Extract specific cells from students' notebooks

The JSON content and the .ipynb file are one in the same. It just differs how you access them. If you open it as a notebook in Jupyter or if you open the file for the notebook in a text editor or via reading in a file stream in Python, etc… The latter two specific examples would let you see the JSON directly.

I would actually suggest using one level up from the JSON by using nbformat to access the noetebook elements and then cell content you want. It already handles parsing notebooks. nbformat let’s you access the cell contents as strings and so you don’t have to worry about the encoding that may be in the JSON code. Search in this forum for ‘nbformat’ for a number of examples of using it I’ve linked to in this forum. In particular, this rather complex-looking example links to some of my uses of it.

Your implementation would just include the reading part (see mainly first few lines here and then you’d then be able to parse the cells in a number of ways to extract the particular ones and the content you want.

Alternatively, you could use Jupytext to convert the .ipynb file to a Python script that would then allow you access the content you want if you further parsed the .py file using Python to read it in as you would a text file.

Which one of those three you choose sort of depends on what is the cell content you are looking for and how easy it is to find the hooks you need to extract what will work for your downstream uses.

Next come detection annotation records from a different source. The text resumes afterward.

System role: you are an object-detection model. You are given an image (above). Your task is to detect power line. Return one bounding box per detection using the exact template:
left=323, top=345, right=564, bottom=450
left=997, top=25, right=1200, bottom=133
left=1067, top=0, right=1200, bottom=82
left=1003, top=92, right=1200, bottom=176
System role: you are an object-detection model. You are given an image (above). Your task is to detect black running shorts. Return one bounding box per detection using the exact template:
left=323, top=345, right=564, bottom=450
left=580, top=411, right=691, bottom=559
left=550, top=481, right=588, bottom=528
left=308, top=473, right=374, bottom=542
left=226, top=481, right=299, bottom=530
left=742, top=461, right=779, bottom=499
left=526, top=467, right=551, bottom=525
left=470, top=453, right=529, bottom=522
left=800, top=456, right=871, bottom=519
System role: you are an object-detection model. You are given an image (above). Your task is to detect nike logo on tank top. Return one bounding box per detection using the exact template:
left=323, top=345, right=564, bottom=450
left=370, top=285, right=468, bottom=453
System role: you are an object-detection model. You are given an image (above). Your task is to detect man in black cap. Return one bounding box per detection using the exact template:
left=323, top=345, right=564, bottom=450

And I could easily see what you describe in your post as snakefile that let’s you run a Snakemake pipeline to do that process for student’s notebooks. The advantage there is that snakemake defines recipes to process each file all the way through the pipeline and you can add files later without running the steps on all the input files again, just the new ones. That may be nice since your students may not hand things on all at the same time. And even if they do, certain notebooks may require some massaging to get them to process right and so that way you aren’t running all the steps again on all the ones that may have worked on the first pass. If that seems unclear or unfamiliar, I’d be glad you to help you more.